Friday, April 25, 2025

Willow Creek

Another #ChurchToo: The Chicago Tribune investigates Bill Hybels in 6,000 words

The Chicago Tribune set off a #ChurchToo tsunami last week when it ran a lengthy story (I counted 6,096 words) about the revered pastor of Willow Creek Church, a megachurch and global parachurch ministry hub northwest of the city.

Those of us on the beat were commenting on it almost as soon as the mega-story came out. It was clear to several of us that a ton of work that had gone into this piece and that reporters Manya Brachear Pashman and Jeff Coen must have been working on it for a long time.

Obviously, people have been talking about this situation for some time.
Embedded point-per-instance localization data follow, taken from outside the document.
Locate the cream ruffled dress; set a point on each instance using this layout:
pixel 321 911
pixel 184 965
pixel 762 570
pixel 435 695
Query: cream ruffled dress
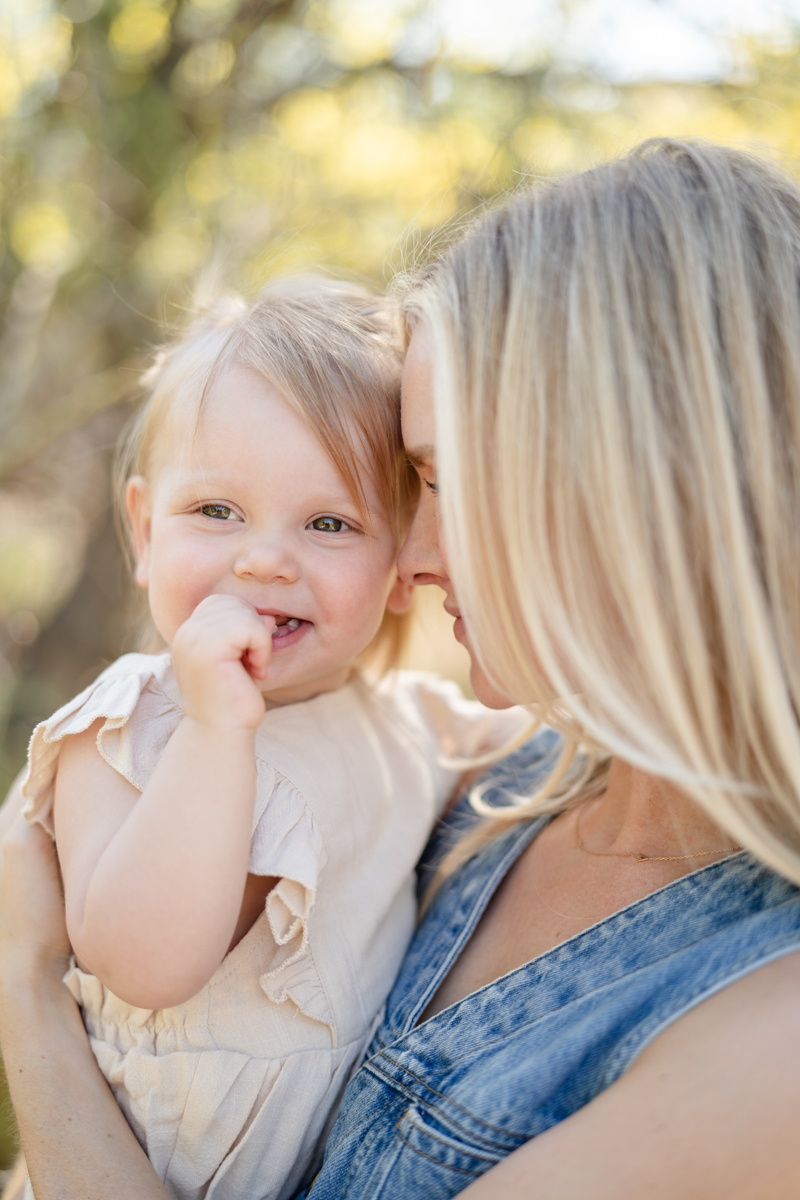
pixel 230 1092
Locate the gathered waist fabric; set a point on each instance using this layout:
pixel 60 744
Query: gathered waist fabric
pixel 437 1104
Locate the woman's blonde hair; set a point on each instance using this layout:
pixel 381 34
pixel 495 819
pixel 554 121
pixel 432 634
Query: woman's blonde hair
pixel 334 351
pixel 618 409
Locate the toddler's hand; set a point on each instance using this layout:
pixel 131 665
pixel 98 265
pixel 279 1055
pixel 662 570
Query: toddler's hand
pixel 217 655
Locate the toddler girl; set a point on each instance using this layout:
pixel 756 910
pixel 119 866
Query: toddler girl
pixel 238 821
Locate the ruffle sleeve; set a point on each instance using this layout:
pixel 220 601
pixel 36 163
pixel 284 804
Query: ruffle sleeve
pixel 287 843
pixel 138 702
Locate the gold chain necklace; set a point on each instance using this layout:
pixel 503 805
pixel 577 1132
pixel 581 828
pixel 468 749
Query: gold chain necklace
pixel 644 858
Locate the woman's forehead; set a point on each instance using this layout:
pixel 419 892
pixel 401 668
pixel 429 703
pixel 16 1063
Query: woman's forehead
pixel 417 412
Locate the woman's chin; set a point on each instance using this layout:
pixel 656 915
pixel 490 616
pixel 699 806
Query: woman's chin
pixel 485 690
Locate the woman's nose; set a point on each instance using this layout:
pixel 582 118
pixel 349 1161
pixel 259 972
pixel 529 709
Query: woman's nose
pixel 268 561
pixel 420 559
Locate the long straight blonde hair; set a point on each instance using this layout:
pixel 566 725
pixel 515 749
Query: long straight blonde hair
pixel 618 413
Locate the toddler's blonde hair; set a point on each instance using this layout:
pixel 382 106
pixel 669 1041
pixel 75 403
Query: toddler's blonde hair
pixel 618 409
pixel 334 351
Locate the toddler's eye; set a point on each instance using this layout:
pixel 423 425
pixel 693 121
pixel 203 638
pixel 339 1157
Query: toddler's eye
pixel 218 511
pixel 329 525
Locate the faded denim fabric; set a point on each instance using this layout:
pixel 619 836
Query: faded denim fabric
pixel 438 1104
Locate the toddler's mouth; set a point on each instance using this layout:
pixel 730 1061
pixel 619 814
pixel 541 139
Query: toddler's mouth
pixel 284 625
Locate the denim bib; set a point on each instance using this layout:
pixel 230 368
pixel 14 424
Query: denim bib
pixel 438 1104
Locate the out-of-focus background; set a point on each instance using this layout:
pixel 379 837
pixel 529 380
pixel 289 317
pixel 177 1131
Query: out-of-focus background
pixel 142 138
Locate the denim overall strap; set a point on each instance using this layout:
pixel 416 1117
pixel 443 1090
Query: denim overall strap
pixel 458 907
pixel 435 1105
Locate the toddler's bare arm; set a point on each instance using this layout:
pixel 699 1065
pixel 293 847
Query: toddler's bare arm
pixel 154 882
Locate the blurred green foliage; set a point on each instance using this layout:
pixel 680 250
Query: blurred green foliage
pixel 142 141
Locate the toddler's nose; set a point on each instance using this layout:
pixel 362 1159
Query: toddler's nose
pixel 266 562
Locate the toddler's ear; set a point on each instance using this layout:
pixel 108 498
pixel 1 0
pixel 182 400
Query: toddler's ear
pixel 400 598
pixel 137 503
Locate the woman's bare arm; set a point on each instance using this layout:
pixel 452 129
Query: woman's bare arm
pixel 76 1140
pixel 709 1111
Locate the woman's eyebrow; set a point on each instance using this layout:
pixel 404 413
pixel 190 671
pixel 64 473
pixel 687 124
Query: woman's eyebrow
pixel 421 456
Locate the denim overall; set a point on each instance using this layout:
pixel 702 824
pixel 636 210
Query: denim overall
pixel 434 1105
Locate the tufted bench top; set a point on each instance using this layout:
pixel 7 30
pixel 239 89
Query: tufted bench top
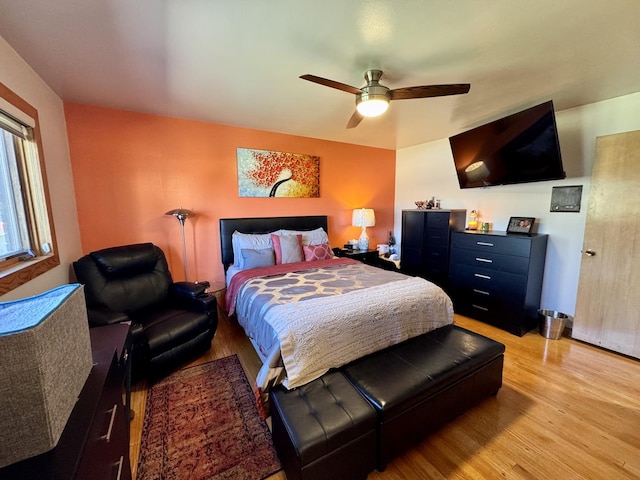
pixel 408 372
pixel 324 429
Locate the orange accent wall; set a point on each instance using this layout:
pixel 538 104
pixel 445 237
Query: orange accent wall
pixel 129 168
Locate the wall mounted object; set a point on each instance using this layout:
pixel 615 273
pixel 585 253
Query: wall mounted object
pixel 566 199
pixel 263 173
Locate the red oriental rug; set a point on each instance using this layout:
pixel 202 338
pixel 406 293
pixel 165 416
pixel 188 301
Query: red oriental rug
pixel 201 423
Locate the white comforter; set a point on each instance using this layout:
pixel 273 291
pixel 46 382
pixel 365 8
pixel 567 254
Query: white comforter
pixel 306 318
pixel 329 332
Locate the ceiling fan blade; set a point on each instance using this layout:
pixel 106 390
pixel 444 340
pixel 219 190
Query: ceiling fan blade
pixel 425 91
pixel 331 83
pixel 355 119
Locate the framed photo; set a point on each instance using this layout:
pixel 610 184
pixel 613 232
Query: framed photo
pixel 522 225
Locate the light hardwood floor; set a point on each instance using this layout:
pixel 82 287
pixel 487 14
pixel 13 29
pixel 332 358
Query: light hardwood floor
pixel 566 410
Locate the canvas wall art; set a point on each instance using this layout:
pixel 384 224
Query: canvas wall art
pixel 263 173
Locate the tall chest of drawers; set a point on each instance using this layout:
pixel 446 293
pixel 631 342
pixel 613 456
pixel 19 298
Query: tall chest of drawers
pixel 497 278
pixel 425 242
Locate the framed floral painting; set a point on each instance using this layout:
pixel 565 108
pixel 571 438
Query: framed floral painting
pixel 263 173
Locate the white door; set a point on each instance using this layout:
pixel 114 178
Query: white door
pixel 608 303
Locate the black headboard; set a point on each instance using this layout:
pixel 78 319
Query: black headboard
pixel 263 225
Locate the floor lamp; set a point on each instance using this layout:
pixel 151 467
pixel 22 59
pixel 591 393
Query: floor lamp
pixel 182 214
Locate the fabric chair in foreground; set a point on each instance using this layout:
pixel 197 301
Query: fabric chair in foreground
pixel 171 322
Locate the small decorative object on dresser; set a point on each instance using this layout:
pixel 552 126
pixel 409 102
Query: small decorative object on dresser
pixel 521 225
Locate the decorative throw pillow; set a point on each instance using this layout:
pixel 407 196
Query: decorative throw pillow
pixel 252 241
pixel 309 237
pixel 317 252
pixel 288 248
pixel 258 258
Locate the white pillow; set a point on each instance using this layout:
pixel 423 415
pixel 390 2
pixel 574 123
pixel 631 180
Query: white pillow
pixel 251 241
pixel 258 258
pixel 309 237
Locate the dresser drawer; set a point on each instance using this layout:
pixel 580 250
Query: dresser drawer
pixel 507 245
pixel 503 284
pixel 437 237
pixel 490 260
pixel 437 219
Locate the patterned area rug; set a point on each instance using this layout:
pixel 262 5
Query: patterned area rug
pixel 202 422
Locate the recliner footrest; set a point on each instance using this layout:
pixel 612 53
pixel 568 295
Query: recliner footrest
pixel 324 430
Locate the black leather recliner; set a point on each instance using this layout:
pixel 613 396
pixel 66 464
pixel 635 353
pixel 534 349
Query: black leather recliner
pixel 171 323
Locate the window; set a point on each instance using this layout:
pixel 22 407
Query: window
pixel 27 240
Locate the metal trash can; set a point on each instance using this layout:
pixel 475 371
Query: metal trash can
pixel 552 323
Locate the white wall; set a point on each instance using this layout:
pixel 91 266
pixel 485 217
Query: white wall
pixel 17 75
pixel 427 170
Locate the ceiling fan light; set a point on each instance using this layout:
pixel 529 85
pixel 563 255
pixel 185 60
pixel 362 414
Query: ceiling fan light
pixel 372 107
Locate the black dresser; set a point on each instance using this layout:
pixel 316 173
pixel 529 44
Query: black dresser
pixel 497 278
pixel 426 234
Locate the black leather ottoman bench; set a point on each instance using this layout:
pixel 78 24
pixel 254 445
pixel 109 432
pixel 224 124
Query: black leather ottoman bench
pixel 421 384
pixel 324 430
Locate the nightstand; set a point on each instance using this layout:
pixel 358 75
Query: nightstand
pixel 369 257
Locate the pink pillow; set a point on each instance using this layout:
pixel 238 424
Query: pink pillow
pixel 288 248
pixel 317 252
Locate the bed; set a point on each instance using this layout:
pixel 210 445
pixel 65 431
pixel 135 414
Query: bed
pixel 306 311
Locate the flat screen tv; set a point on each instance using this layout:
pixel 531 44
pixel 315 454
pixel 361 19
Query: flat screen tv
pixel 519 148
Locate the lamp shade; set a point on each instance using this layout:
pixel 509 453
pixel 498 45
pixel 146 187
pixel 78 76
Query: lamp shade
pixel 363 217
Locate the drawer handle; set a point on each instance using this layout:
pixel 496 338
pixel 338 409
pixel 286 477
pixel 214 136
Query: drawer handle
pixel 484 309
pixel 479 275
pixel 120 463
pixel 485 260
pixel 107 437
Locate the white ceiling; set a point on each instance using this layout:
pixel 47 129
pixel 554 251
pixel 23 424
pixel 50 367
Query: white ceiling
pixel 237 62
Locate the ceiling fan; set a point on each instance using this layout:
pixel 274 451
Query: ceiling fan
pixel 373 99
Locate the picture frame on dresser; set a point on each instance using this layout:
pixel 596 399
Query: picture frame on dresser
pixel 521 225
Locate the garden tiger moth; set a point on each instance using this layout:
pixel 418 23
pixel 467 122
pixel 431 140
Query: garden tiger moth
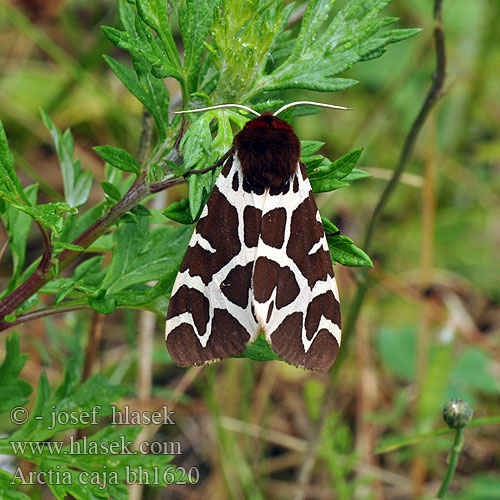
pixel 258 259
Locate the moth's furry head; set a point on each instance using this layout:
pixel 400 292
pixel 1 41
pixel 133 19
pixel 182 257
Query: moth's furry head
pixel 268 150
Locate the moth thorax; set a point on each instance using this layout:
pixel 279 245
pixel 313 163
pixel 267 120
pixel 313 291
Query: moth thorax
pixel 268 150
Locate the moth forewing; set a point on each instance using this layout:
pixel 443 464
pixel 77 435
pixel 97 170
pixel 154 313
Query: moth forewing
pixel 257 259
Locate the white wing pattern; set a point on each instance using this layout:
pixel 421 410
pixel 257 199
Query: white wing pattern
pixel 258 260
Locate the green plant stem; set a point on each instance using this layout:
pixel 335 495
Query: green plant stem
pixel 433 95
pixel 458 443
pixel 364 281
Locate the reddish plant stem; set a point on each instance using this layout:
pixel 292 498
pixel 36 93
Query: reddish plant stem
pixel 45 271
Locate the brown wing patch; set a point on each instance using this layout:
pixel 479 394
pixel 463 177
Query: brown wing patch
pixel 288 345
pixel 228 339
pixel 190 300
pixel 306 232
pixel 220 230
pixel 324 305
pixel 236 287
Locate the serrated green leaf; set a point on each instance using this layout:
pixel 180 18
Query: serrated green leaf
pixel 179 211
pixel 158 252
pixel 325 185
pixel 345 252
pixel 119 158
pixel 10 184
pixel 260 350
pixel 77 184
pixel 101 304
pixel 150 91
pixel 356 174
pixel 327 47
pixel 50 215
pixel 195 20
pixel 199 187
pixel 338 169
pixel 18 225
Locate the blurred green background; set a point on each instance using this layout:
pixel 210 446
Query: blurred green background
pixel 430 327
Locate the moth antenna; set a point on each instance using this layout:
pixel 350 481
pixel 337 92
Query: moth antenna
pixel 312 103
pixel 218 106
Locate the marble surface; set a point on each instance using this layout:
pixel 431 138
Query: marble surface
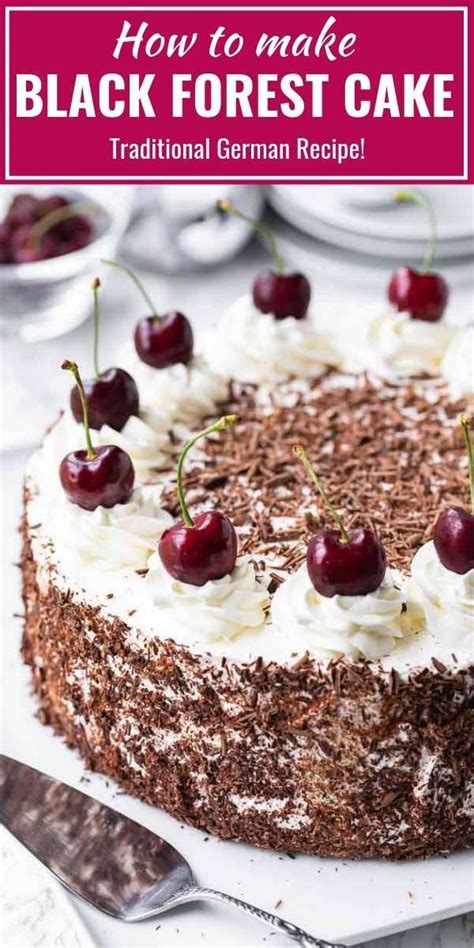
pixel 35 910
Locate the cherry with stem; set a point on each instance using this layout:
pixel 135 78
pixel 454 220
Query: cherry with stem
pixel 454 529
pixel 274 291
pixel 423 294
pixel 196 551
pixel 342 562
pixel 111 396
pixel 160 340
pixel 95 477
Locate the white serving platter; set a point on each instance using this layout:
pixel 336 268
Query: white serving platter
pixel 325 212
pixel 342 901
The story begins:

Last October, the Rev. Bill Hybels stood before worshippers at his packed sanctuary and made a stunning announcement. After 42 years building northwest suburban Willow Creek Community Church into one of the nation’s most iconic and influential churches, Hybels was planning to step down as senior pastor.
“I feel released from this role,” he said, adding that he felt called to build on Willow Creek's reach across 130 countries with a focus on leadership development, particularly in the poorest regions of the world…
What much of the church didn’t know was that Hybels had been the subject of inquiries into claims that he ran afoul of church teachings by engaging in inappropriate behavior with women in his congregation – including employees – allegedly spanning decades. The inquiries had cleared Hybels, and church leaders said his exit had nothing to do with the allegations.

What follows is a step-by-step recitation of what Hybels was accused of, plus the fact that these accusations have been swirling for at least four years. What was also intriguing is that within hours of the Tribune’s story, Christianity Today, which is headquartered in Chicago’s western suburbs, had its own highly detailed story up on its site.

To have their own investigation –- written by religion beat pro Bob Smietana – at the ready tells me one thing: If CT was onto this, then a lot of people knew about these rumors and have known about them for some time.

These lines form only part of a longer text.